You could use google, you shouldn’t need me to tell you how home ownership works.
The homeowner owns the home, and puts the home up as collateral in case of default. It’s better than landlording because the person living in the home owns it can manages it themselves. Landlords typically have mortgages anyway, they’re just standing in the middle.
A community credit union is a community owned bank. They typically offer the best terms and interest rates of any financial institution, you should really look into banking with one. They’re very common in smaller towns, but they’re typically available even in larger cities.
I do all my banking with my local credit union and couldn’t be happier.
The problem is that a lot of people dont want to or cant own homes because they dont make enough.
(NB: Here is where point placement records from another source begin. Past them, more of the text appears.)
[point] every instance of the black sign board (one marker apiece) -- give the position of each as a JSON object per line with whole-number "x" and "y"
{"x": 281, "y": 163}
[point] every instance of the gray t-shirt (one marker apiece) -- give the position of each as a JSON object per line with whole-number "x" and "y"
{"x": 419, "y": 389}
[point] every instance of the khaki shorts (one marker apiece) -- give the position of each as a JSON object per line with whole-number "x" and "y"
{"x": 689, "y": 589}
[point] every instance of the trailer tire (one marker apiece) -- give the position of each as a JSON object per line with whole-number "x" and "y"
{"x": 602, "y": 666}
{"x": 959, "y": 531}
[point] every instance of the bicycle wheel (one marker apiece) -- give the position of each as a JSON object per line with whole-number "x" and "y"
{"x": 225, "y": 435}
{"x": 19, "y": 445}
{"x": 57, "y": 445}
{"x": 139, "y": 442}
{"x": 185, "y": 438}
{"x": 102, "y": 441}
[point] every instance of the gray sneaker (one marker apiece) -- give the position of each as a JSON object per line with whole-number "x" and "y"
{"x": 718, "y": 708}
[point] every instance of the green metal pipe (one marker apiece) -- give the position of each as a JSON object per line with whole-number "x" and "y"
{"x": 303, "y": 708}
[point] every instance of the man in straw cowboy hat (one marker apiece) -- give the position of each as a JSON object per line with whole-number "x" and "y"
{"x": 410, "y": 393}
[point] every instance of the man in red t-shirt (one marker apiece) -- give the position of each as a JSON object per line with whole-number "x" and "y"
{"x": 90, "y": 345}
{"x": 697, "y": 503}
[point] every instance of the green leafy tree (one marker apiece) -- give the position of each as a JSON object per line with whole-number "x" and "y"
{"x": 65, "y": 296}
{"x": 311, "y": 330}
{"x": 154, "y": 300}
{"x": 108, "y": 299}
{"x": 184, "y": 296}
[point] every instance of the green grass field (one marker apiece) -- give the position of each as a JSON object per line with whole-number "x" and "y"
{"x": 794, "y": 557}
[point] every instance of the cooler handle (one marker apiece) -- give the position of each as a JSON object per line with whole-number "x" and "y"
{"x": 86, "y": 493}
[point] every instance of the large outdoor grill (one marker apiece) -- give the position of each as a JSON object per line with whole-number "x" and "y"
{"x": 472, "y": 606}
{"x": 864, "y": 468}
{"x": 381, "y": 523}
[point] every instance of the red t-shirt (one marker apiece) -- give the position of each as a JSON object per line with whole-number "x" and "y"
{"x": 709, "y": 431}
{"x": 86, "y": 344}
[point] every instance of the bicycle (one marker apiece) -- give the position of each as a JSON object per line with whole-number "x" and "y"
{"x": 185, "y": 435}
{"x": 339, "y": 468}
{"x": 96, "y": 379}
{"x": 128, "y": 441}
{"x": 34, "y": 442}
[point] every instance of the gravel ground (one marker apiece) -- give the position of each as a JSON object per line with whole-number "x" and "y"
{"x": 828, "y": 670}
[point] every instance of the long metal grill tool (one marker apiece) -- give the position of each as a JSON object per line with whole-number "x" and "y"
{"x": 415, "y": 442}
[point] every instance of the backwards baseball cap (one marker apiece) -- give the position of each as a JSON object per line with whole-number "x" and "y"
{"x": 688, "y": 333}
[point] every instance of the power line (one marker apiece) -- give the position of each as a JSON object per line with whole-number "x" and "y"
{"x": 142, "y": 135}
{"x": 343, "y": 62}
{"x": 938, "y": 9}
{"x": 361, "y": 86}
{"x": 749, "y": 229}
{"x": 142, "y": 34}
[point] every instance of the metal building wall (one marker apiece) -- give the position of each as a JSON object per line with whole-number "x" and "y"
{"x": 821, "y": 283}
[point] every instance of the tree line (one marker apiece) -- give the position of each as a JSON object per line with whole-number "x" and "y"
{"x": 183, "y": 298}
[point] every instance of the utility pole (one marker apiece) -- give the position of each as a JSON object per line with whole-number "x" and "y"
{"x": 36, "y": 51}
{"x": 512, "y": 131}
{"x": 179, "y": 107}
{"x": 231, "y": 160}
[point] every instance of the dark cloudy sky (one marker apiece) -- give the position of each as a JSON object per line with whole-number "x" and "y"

Not true. They can’t obtain a loan because they don’t have the prerequisite capital for a downpayment, because they’re already paying someone else’s mortgage and aren’t saving that money to buy their own. Market rate for rent is higher than the market rate for mortgage payments on the same property, because landlords pass on the cost of financing to their tenants so they can still make a profit.
For those who don’t want a home, they can still ‘rent’ from coop housing or land trusts or municipal housing. Landlords are not necessary even for those who arbitrarily don’t ‘want’ to own a home.
A credit union is not a “community union”
apologies for the confusion. credit unions are typically community owned, but you’re right - they’re not called community unions.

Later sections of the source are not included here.